We have seen the heightened level of criss-crossing the country including Jonathan’s temporary relocation to Lagos and the states of the south west while Namadi(na) relocated to Kano and Kaduna, distributing money like confetti to voters.  They were unmindful of the damage they were doing to the electoral process.  If this is not desperation, what is?  The series of fictional documentaries produced and directed by his campaign team (which is made up of people with questionable characters) trying to smear the presidential candidate of the APC and the leadership of the party falls into the desperate pattern which must have been directly approved by Jonathan himself.  If this smear campaign is not desperation, what is?  The newfound bravery of our armed forces in attacking and chasing Boko Haram insurgents from hitherto occupied towns and villages after six years of running from the rag-tag insurgents says a lot about the government’s commitment or otherwise in fighting the scourge.  We suddenly have the “ferocious” Boko Haram elements running with their tails between their legs at the sight of the Nigerian army.  It took the smell of defeat before Jonathan got serious about the sanctity of human life, if this is not desperation, what is?

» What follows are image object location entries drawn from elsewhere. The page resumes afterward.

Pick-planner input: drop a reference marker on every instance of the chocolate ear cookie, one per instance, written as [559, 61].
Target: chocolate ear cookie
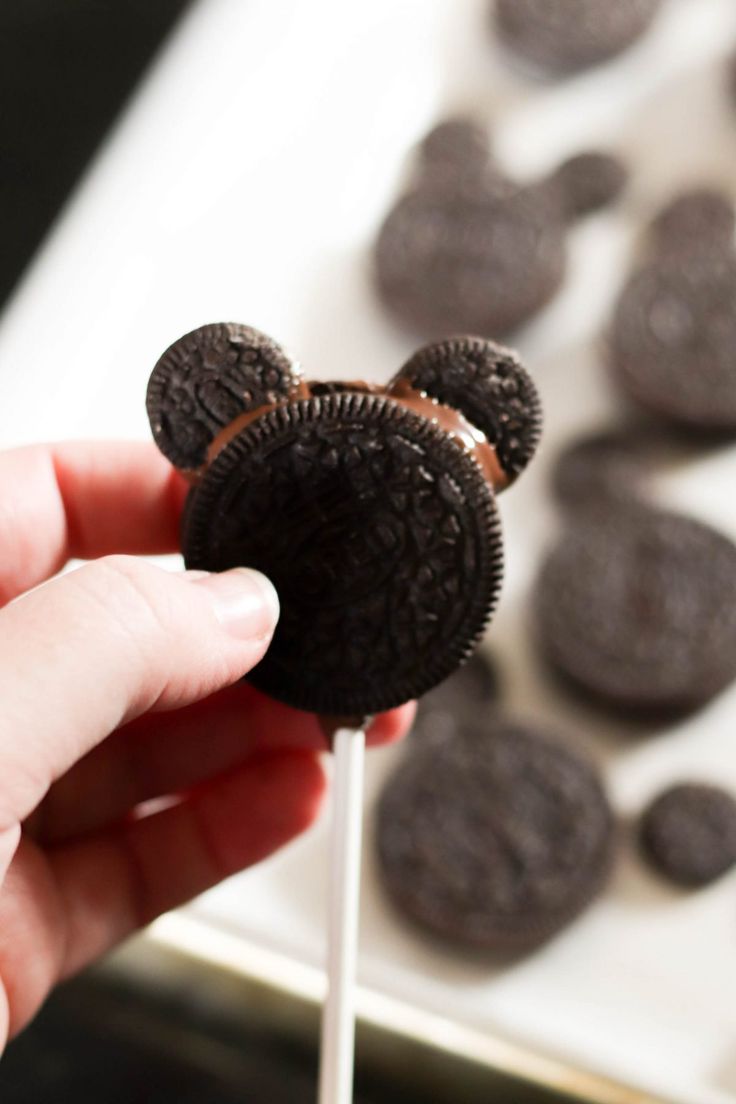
[494, 838]
[468, 250]
[563, 36]
[673, 332]
[380, 534]
[488, 384]
[588, 181]
[205, 379]
[689, 834]
[638, 608]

With a naval force and the Civil Defence, Jonathan decides in his wisdom to outsource the protection of our shores and pipelines to criminals who are euphemistically called ex-militants by a media wowed by brown envelopes and sectional mind-set.  These are the same guys who routinely break the pipelines and steal oil, yet are now rewarded for their criminality.  This comes barely two weeks to the presidential election.  May I suggest that since there are oil depots in Maiduguri, Bauchi, and Yola – areas considered spheres of influence of Boko Haram – the protection contracts should be extended to Boko Haram and other militants in Plateau, Nassarawa and Benue states to make the reward system for treason and murder national in outlook.  This is not desperation but an avenue for creating employment for youths from a section of the country to the detriment of other areas.

Then the persistent call for the sack of Jega as INEC chairman before the conduct of the 2015 elections.  The calls range from pseudo-statesmen like Ekwueme, to old militants like Edwin Clark, to oil thieves like Asari Dokubo and Tompolo and those with blood on their hands like Gani Adams.  These are Jonathan’s current bedmates whose main bond is the prevention of General Buhari from winning the elections and sending them to oblivion or the gulag, where they rightly belong.  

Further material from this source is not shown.